More States Join Court Challenge Against Affordable Care Act

Published July 20, 2018

The latest arrivals bring to 20 the number of states challenging the ACA before the U.S. Supreme Court. ACA, also known as Obamacare, survived a significant Supreme Court challenge in 2012 when, in a controversial 5–4 decision, the court upheld the constitutionality of the law by declaring the critical individual mandate provision a tax instead of a penalty.

Individual Mandate Eliminated

In the 2017 Tax Cuts and Jobs Act, Congress and President Donald Trump eliminated the individual mandate penalty, which required all Americans to purchase Obamacare-approved health insurance plans or pay a fine.

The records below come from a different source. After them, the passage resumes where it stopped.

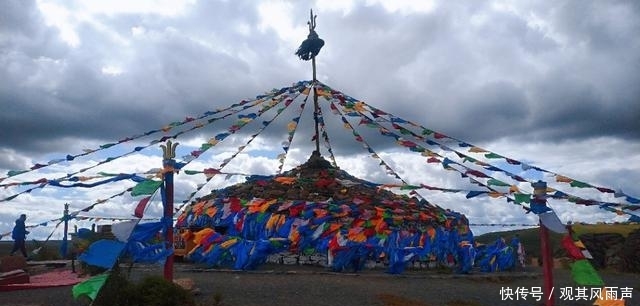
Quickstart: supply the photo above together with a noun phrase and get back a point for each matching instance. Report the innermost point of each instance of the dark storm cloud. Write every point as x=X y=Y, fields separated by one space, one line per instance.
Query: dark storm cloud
x=469 y=70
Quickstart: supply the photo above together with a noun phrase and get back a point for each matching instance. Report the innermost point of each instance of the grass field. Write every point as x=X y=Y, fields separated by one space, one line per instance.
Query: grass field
x=530 y=237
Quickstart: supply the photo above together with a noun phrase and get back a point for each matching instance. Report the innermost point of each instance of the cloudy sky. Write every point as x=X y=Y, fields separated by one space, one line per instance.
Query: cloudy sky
x=554 y=84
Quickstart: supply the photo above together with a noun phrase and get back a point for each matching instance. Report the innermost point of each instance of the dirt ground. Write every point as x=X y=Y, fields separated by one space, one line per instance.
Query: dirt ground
x=309 y=286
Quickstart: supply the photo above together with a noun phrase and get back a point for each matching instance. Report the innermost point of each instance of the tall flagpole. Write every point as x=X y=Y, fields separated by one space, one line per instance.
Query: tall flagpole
x=168 y=168
x=308 y=50
x=316 y=107
x=540 y=197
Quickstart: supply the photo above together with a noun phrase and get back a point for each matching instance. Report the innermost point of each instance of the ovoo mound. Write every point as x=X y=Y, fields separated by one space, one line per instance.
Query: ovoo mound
x=318 y=208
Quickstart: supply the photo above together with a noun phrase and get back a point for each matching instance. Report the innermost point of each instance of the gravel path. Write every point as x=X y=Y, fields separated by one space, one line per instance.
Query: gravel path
x=309 y=286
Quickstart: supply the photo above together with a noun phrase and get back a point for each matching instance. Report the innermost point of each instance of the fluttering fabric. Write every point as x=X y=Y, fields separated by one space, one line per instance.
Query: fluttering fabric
x=102 y=253
x=258 y=228
x=90 y=287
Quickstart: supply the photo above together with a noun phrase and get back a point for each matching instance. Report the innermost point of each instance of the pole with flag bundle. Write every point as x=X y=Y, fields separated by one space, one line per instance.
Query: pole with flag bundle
x=540 y=198
x=168 y=167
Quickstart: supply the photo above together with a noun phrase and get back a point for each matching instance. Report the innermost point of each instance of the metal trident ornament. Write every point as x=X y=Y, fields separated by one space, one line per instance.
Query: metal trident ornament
x=169 y=150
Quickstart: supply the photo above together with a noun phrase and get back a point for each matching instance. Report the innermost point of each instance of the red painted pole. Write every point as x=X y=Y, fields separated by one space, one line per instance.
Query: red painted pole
x=540 y=198
x=168 y=216
x=168 y=164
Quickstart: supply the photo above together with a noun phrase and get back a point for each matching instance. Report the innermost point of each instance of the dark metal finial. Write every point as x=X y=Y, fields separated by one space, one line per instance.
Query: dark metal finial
x=311 y=46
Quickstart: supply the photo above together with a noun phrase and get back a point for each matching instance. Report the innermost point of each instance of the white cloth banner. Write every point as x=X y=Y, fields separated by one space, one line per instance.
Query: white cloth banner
x=551 y=221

Justin Haskins, executive editor of The Heartland Institute, which publishes Health Care News, says the removal of the mandate makes most or all of ACA unconstitutional because the so-called tax was the reason the Supreme Court declared ACA as justified under the Constitution in 2012.

“Now that Congress has effectively eliminated the individual mandate penalty, there is no question that the individual mandate cannot be considered constitutional, even by Roberts’ erroneous logic,” Haskins said. “Without the mandate, courts should strike down, at the very least, significant portions of the Affordable Care Act. Supreme Court precedent is clear on this matter: if a provision of a law is deemed to be unconstitutional and it is determined Congress would not have passed the law without that provision, courts should strike down most or all of the law in question, because courts do not have the constitutional authority to create or modify legislation.”

Haskins says the individual mandate was a keystone provision of Obamacare.

“In this case, the mandate is repeatedly said to be ‘essential’ to Obamacare’s operation, which means it’s highly unlikely the Affordable Care Act would have ever been passed without the mandate,” Haskins said.

‘Pleased’ with Trump Response

Twila Brase, a registered nurse, president and cofounder of the Citizens’ Council for Health Freedom, and policy advisor to The Heartland Institute, says the Trump administration appears willing to reverse significant parts of Obamacare.

“We’re pleased the Trump administration has agreed that the law’s mandate is unconstitutional and refuses to defend it against the states’ lawsuit, as well as calling on the court to end the law’s requirement to force insurers to insure uninsurable preexisting conditions. We also applaud the administration’s discomfort with the law’s requirement to charge younger and healthier people similar rates as those who are older and sicker,” Brase said.

Brase says she believes states have a strong case against the constitutionality of Obamacare now that the individual mandate has been repealed.

“States are wisely remembering their 10th Amendment rights against federal encroachment,” Brase said. “Since Congress zeroed out the Obamacare penalty, the mandate to be insured can no longer be considered constitutional as deemed by Supreme Court Justice John Roberts. It’s no longer under the taxing authority of Congress. Every state should join the lawsuit.”

‘A Ridiculous Interpretation’

Haskins says the Supreme Court’s 2012 ruling was unjustified.

“Chief Justice John Roberts’ decision in 2012 to classify the individual mandate penalty as a tax, and thus as a legitimate constitutional power of Congress, was a ridiculous interpretation of the law,” Haskins said. “Congress at the time, as well as the Obama administration, insisted the penalty was not a tax, and they admitted the primary purpose of the penalty was not to raise revenue but to force people to buy health insurance and punish those who don’t.”

Six years after that Court decision, the pending lawsuit carries even more legal merit, Brase says.

“The lawsuit by the states is a worthy endeavor to do what Congress has refused to do: repeal the law,” Brase said. “It must be done, whether by lawsuit or legislation.”